En pleno verano, el clima es caluroso. En cada fiesta, mucha gente todavía se da un baño de hielo para enfriar el vino. Las cubiteras son una forma muy popular de enfriar vino, pero cuando las usas, ¿las usas correctamente?

El nombre cubitera a menudo hace que la gente piense erróneamente que la cubitera más hielo es la única herramienta para enfriar el vino. Ya sea en un restaurante o en un banquete, mucha gente vierte vino directamente en montañas de hielo.

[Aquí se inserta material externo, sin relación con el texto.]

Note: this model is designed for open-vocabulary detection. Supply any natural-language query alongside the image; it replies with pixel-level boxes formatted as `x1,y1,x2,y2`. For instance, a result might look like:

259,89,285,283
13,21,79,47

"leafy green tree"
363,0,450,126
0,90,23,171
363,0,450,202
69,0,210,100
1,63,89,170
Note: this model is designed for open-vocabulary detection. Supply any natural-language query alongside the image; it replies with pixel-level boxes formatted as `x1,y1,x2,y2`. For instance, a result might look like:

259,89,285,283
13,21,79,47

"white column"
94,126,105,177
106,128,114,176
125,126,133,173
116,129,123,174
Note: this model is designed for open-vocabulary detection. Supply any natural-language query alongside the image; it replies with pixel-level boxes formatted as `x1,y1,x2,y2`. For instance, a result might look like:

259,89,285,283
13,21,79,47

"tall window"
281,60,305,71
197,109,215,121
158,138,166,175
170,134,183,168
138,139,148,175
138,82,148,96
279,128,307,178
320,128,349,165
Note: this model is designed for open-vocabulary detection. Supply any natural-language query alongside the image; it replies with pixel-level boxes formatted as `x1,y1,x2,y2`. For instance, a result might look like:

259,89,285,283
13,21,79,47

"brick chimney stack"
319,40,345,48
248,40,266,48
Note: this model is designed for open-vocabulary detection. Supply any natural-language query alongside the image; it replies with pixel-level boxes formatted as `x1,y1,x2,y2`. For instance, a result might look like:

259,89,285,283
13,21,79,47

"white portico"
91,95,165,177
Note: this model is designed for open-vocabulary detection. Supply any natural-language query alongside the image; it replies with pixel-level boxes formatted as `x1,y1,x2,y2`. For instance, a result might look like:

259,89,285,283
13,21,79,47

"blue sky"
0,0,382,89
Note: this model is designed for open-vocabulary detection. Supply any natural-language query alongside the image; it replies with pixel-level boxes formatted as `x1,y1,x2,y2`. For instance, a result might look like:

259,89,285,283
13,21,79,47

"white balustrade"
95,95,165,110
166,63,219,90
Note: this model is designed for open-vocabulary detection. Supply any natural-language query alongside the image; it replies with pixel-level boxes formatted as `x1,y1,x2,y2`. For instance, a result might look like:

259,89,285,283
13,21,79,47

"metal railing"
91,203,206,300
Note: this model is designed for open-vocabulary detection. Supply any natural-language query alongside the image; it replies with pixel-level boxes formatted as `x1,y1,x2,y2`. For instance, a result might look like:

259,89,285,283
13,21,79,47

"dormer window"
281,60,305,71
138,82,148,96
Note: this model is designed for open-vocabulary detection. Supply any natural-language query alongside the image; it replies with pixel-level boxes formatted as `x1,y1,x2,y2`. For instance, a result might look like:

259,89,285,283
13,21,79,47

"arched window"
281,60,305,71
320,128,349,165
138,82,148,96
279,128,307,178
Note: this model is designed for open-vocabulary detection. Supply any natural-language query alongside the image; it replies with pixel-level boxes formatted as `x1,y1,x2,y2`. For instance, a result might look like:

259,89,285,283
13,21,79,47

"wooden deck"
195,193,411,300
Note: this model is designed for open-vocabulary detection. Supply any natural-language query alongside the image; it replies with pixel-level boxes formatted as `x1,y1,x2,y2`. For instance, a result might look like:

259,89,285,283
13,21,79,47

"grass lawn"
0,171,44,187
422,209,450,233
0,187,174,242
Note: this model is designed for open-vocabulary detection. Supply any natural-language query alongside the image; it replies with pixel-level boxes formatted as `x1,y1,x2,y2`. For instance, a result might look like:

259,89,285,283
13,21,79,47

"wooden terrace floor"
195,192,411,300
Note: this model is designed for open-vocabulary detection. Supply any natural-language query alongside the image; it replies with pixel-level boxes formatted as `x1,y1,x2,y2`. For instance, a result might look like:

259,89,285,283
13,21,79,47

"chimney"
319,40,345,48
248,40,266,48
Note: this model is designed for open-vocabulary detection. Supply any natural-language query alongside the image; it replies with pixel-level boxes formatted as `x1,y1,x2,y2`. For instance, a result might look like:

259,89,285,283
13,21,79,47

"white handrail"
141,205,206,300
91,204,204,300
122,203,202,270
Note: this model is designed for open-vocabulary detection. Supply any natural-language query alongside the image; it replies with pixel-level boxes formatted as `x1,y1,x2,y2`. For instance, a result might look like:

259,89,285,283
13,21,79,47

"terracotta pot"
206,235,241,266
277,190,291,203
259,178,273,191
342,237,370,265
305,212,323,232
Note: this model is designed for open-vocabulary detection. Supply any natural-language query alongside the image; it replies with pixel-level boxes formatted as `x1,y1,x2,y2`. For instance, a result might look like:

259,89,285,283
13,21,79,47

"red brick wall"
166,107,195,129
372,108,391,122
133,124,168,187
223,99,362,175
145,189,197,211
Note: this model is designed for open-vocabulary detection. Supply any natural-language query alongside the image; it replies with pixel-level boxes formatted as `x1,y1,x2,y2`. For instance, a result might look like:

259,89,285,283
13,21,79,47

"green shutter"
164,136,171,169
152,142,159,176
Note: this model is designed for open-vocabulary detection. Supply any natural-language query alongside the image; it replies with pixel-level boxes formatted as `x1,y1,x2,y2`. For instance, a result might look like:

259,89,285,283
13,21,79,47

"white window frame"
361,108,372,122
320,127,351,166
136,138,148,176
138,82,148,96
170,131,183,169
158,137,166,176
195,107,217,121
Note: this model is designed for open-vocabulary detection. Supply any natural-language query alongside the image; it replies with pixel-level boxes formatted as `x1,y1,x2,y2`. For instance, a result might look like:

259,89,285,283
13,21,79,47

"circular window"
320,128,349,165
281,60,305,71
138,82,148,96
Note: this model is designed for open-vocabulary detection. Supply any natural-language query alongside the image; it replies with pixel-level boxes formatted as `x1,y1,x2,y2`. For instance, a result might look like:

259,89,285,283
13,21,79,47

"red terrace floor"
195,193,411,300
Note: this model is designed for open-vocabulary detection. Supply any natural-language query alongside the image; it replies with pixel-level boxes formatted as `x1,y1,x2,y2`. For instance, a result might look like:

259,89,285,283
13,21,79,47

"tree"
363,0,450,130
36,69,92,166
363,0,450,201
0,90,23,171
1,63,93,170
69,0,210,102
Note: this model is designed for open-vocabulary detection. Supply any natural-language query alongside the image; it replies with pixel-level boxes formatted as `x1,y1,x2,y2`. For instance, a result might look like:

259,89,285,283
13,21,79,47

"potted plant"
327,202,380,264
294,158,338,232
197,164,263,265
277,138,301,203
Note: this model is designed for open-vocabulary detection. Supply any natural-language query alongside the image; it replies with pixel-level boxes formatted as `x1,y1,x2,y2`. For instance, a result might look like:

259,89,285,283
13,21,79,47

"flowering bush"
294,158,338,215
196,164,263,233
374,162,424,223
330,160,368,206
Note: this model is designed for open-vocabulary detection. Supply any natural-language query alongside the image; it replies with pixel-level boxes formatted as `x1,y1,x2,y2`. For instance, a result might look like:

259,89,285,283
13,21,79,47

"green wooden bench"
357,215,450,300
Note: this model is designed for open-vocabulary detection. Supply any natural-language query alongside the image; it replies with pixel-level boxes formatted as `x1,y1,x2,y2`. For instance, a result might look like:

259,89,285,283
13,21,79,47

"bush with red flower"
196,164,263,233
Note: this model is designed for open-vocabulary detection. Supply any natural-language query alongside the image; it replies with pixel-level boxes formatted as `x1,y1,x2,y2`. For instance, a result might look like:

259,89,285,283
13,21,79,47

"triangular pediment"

De hecho, este enfoque no puede lograr un efecto de enfriamiento rápido y eficaz.
Entonces, ¿cómo se puede enfriar el vino de forma rápida y eficaz? La solución a este problema es muy simple pero no tosca, y es agregar agua a la cubitera de hielo. Dado que el hielo se derrite más rápido en el agua, el calor del vino se absorbe más rápidamente. Primero ponga una cierta cantidad de hielo en el balde y luego agregue agua. La proporción de hielo a agua es de aproximadamente 1:1. El volumen total de hielo y agua es aproximadamente 3/4 de la capacidad de la cubitera.
Cuando nieva mucho en invierno, la gente suele espolvorear sal sobre la nieve de la carretera para que el hielo y la nieve se derritan rápidamente. Esto se debe a que la sal puede reducir el punto de congelación del agua y acelerar el derretimiento de la nieve. Del mismo modo, si desea enfriar el vino aún más rápido, especialmente cuando enfría champán, también puede agregar sal al agua helada, aproximadamente una taza de sal por galón de agua. Primero llene un recipiente con agua tibia, agregue sal y revuelva para disolver, luego vierta el agua tibia con sal sobre el agua helada, para que el efecto refrescante sea más obvio.
Además de las consideraciones anteriores, preste atención al momento de enfriar el vino. El tiempo de enfriamiento depende del estilo de cada tipo de vino. Por ejemplo, el vino tinto tiene mucho cuerpo. Si la temperatura para beber es demasiado baja, tendrá un sabor fino y seco. Por lo tanto, si es necesario enfriar el vino tinto, generalmente solo es necesario enfriarlo durante 3-5 minutos. , 6-10 minutos para vinos blancos con cuerpo más ligero y 10-15 minutos para vinos espumosos y de postre.